The authors consider memory retrieval in a network of M modules. A module consists of N neuronal units, each of which is connected to all N-1 other units within the same module, and to L units distributed randomly throughout all the other modules. Both short- and long-range connections are symmetric. The units are threshold-linear with a continuous positive output. Each module can retrieve one of D local activity patterns, or 'features', stored on the corresponding short-range connections. Furthermore, P global activity patterns, each consisting of combinations of M local features, are stored on the dilute long-range connections. When M>>1 the long-range connections endow the network with attractor states correlated with a single global pattern, and they study its storage capacity within a mean-field approach.
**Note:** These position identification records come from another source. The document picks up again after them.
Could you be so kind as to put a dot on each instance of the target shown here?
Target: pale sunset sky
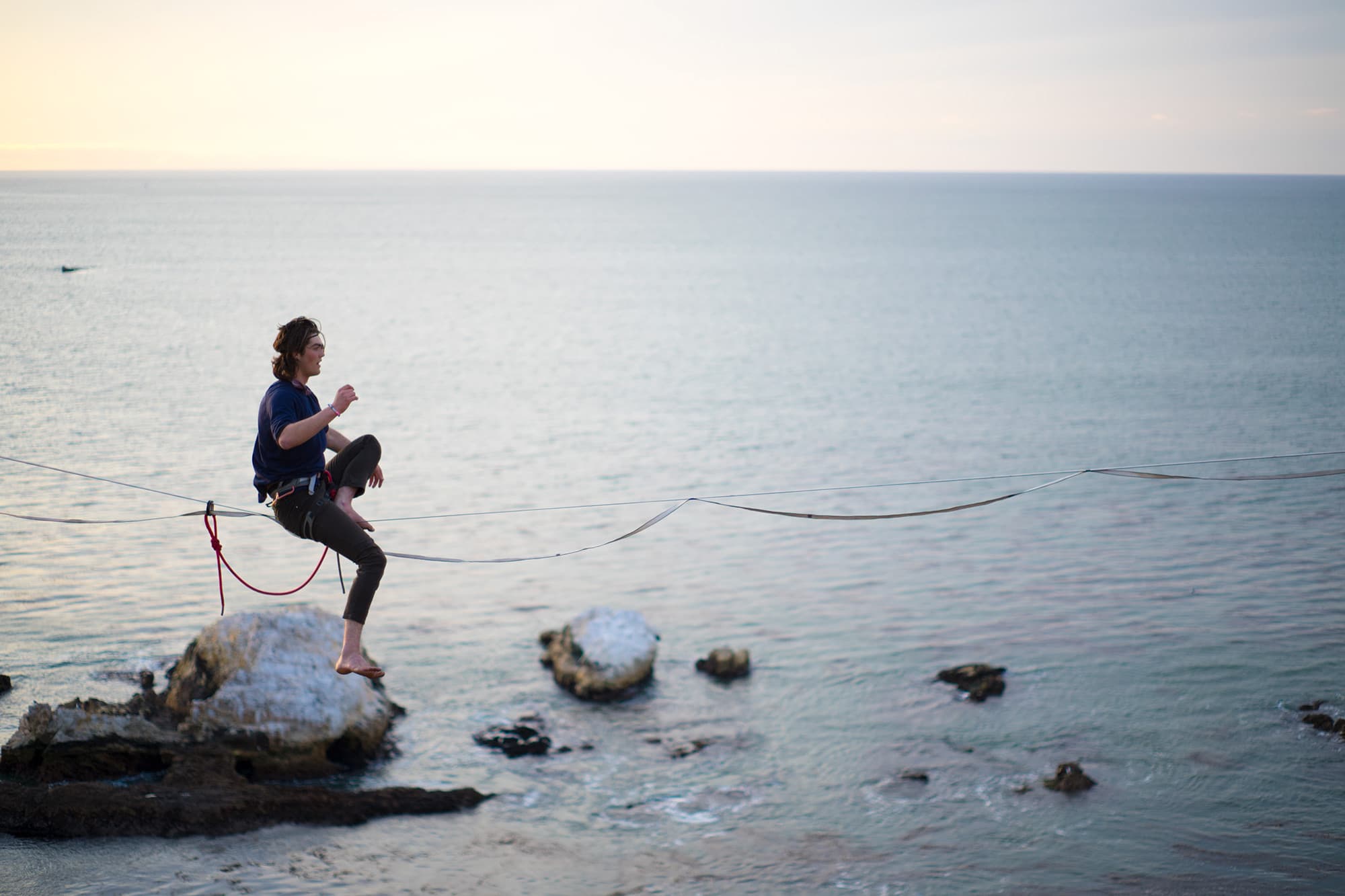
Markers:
(731, 85)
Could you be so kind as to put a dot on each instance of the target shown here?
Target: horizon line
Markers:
(680, 171)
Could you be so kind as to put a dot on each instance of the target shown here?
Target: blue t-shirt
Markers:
(286, 403)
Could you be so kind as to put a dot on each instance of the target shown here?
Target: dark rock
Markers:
(516, 740)
(695, 747)
(166, 809)
(1321, 721)
(726, 663)
(1070, 779)
(978, 680)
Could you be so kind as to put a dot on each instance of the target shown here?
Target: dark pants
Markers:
(314, 516)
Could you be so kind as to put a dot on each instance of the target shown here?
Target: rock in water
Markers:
(516, 740)
(270, 678)
(726, 663)
(978, 680)
(602, 654)
(1070, 779)
(260, 686)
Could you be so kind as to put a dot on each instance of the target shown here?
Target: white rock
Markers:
(603, 653)
(272, 673)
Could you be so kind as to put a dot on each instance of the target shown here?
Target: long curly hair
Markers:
(291, 339)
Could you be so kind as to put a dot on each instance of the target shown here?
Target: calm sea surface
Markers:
(533, 341)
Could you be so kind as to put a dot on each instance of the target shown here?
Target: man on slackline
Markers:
(313, 499)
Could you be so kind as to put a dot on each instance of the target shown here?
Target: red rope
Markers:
(220, 559)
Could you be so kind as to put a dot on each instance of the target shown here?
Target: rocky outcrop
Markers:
(259, 686)
(514, 740)
(978, 680)
(212, 806)
(602, 654)
(726, 663)
(1321, 721)
(254, 697)
(1070, 779)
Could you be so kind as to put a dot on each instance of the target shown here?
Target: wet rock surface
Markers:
(210, 807)
(255, 697)
(726, 663)
(1321, 721)
(978, 680)
(1070, 779)
(259, 686)
(514, 740)
(602, 654)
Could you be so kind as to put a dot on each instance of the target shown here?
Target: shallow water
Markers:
(532, 341)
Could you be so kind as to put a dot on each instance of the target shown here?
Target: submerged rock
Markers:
(978, 680)
(1070, 779)
(1321, 721)
(259, 686)
(726, 663)
(255, 696)
(209, 807)
(516, 740)
(602, 654)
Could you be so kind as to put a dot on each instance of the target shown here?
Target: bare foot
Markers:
(350, 512)
(357, 665)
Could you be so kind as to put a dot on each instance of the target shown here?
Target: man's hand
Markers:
(345, 396)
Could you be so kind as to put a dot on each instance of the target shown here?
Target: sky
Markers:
(726, 85)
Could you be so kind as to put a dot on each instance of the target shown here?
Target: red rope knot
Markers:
(221, 564)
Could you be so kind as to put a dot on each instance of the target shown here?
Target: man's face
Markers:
(311, 360)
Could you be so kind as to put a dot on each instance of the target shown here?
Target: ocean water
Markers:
(528, 341)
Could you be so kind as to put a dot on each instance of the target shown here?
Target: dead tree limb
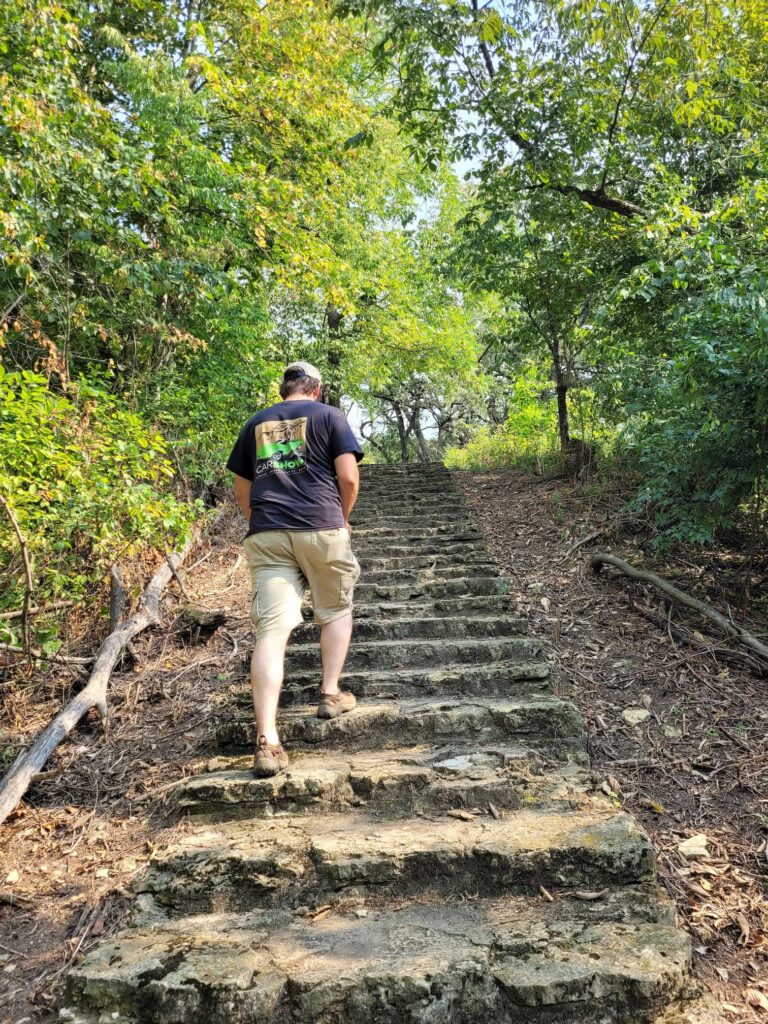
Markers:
(29, 763)
(29, 578)
(726, 625)
(38, 609)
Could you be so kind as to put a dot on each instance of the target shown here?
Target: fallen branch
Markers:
(726, 625)
(40, 655)
(29, 763)
(37, 609)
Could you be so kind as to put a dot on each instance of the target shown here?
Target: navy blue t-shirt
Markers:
(288, 452)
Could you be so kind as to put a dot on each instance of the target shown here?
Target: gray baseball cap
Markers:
(301, 370)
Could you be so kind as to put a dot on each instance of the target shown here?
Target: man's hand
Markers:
(243, 495)
(348, 478)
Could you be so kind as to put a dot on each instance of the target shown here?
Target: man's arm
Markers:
(348, 477)
(243, 495)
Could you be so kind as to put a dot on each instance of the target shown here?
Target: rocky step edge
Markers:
(403, 589)
(239, 865)
(492, 604)
(417, 653)
(387, 725)
(617, 960)
(448, 682)
(417, 780)
(424, 627)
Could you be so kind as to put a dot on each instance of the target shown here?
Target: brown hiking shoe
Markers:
(268, 759)
(333, 705)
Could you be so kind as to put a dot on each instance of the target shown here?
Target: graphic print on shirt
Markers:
(281, 444)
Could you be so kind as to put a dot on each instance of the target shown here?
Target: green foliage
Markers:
(620, 156)
(528, 436)
(87, 483)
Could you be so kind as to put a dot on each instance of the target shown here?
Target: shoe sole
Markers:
(333, 712)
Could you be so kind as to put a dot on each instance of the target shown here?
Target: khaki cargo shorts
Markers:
(284, 562)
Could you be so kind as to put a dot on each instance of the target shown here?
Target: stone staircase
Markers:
(439, 855)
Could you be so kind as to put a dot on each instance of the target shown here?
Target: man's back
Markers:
(288, 452)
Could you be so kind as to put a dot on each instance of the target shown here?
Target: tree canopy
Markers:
(504, 229)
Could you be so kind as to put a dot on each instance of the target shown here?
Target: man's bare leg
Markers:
(335, 639)
(266, 682)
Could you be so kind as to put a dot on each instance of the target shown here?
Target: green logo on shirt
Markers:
(282, 444)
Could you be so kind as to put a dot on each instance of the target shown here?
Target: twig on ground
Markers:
(738, 632)
(38, 609)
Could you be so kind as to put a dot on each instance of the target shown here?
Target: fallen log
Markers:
(726, 625)
(22, 773)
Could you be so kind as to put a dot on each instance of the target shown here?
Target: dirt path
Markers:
(70, 852)
(698, 763)
(73, 849)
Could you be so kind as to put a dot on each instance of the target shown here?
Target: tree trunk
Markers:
(400, 421)
(561, 389)
(332, 389)
(22, 773)
(423, 448)
(725, 624)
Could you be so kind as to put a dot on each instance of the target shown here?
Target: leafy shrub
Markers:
(87, 482)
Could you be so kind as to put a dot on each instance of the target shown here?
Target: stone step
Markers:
(417, 653)
(421, 779)
(383, 559)
(398, 469)
(416, 535)
(542, 719)
(498, 679)
(435, 628)
(402, 590)
(403, 505)
(239, 865)
(392, 577)
(410, 488)
(615, 961)
(467, 606)
(450, 518)
(427, 549)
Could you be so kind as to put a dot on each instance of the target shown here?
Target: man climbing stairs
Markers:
(438, 855)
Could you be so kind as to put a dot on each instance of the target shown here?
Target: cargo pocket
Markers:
(255, 616)
(347, 580)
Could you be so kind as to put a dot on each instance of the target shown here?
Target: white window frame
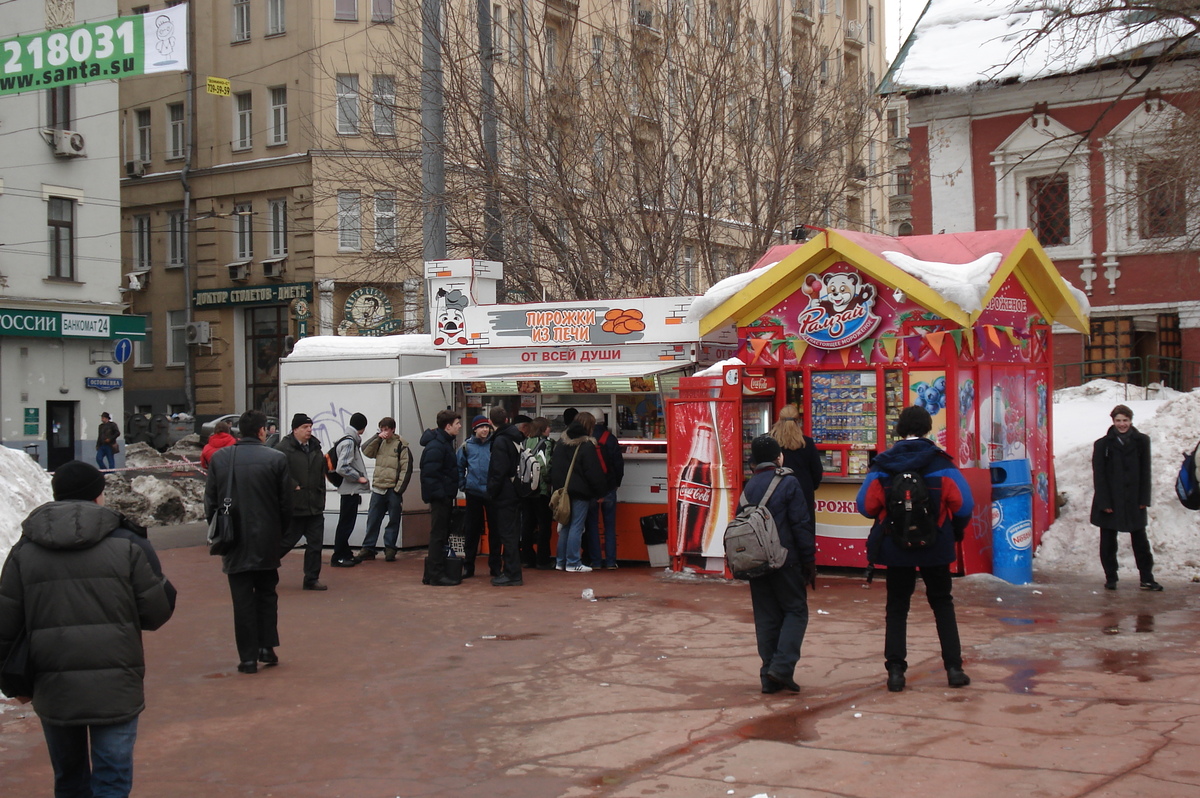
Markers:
(279, 221)
(244, 121)
(177, 239)
(279, 96)
(383, 105)
(346, 88)
(142, 120)
(349, 221)
(1041, 151)
(385, 221)
(276, 17)
(177, 337)
(177, 131)
(240, 21)
(142, 235)
(244, 232)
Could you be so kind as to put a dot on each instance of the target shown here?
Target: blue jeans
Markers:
(105, 453)
(569, 543)
(391, 503)
(109, 772)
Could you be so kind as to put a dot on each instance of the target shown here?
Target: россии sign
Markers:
(114, 48)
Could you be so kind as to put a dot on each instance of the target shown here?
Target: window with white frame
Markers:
(177, 337)
(241, 21)
(385, 221)
(142, 241)
(145, 145)
(383, 105)
(279, 115)
(244, 121)
(349, 221)
(177, 238)
(347, 103)
(276, 22)
(244, 229)
(177, 131)
(1042, 184)
(143, 348)
(279, 211)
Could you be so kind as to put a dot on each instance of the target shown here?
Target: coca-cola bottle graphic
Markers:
(695, 497)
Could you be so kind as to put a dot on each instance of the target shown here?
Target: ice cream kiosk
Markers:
(851, 328)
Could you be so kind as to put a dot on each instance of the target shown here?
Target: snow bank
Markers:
(1073, 543)
(23, 486)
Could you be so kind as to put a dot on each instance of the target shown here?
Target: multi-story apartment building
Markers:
(598, 149)
(61, 306)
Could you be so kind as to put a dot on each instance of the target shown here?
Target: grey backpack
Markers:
(751, 539)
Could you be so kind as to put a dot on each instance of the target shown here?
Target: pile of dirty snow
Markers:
(1073, 543)
(25, 486)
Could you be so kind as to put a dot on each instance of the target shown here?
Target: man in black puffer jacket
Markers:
(88, 582)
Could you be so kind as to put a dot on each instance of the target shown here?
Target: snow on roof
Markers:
(963, 283)
(324, 347)
(959, 43)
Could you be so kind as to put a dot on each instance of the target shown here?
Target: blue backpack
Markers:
(1186, 483)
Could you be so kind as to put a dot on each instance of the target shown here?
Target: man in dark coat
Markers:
(306, 465)
(951, 499)
(779, 599)
(439, 490)
(262, 511)
(1121, 475)
(505, 533)
(84, 583)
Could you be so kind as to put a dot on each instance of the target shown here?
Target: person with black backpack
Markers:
(921, 504)
(778, 597)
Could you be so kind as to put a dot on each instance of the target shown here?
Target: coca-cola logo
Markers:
(840, 310)
(694, 493)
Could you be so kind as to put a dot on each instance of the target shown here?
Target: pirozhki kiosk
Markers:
(851, 328)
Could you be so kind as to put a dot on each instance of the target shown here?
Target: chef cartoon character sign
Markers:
(840, 310)
(451, 324)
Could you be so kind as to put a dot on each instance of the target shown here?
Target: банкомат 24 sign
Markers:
(102, 51)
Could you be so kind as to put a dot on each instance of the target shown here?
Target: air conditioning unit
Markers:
(197, 333)
(69, 144)
(275, 268)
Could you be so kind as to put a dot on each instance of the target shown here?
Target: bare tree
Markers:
(645, 153)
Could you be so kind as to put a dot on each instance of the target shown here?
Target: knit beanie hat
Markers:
(77, 480)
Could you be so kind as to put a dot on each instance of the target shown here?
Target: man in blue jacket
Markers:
(951, 498)
(779, 600)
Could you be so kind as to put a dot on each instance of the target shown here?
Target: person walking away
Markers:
(106, 442)
(1121, 478)
(84, 583)
(779, 598)
(606, 505)
(505, 529)
(474, 460)
(439, 490)
(537, 529)
(949, 499)
(262, 510)
(220, 438)
(306, 466)
(354, 484)
(587, 484)
(799, 454)
(394, 468)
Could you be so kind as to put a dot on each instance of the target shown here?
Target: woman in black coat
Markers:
(799, 454)
(1121, 475)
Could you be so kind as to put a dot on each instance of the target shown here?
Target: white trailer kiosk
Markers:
(334, 377)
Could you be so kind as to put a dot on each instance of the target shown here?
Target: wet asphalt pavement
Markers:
(388, 688)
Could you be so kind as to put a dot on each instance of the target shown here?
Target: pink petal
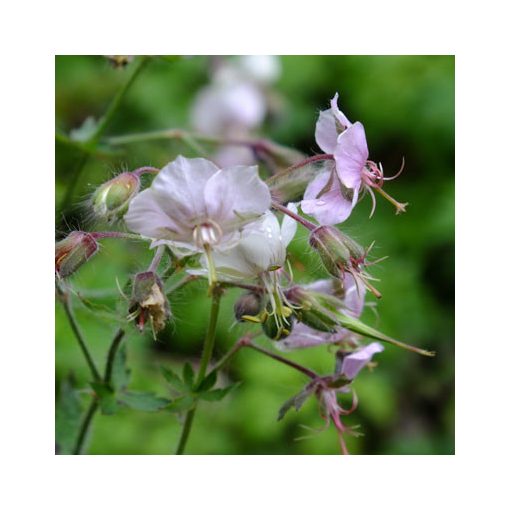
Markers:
(147, 218)
(179, 189)
(351, 154)
(332, 207)
(353, 363)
If P=D, and each feature appears in only one pattern, their model reduces to an intermediate case between fully connected and highly dilute architectures, whose capacities they recover in the appropriate limits. As P/D takes larger (integer) values, the maximum P grows, but it remains asymptotically proportional to N rather than to L+N-1 (the total number of connections per unit). The maximum amount of retrievable information per synapse, on the other hand, decreases. Moreover, as P/D grows, retrieval attractors have to compete with a 'memory glass' state, involving the retrieval of spurious combinations of features, whose existence and stability they describe analytically. They suggest implications for neocortical memory functions.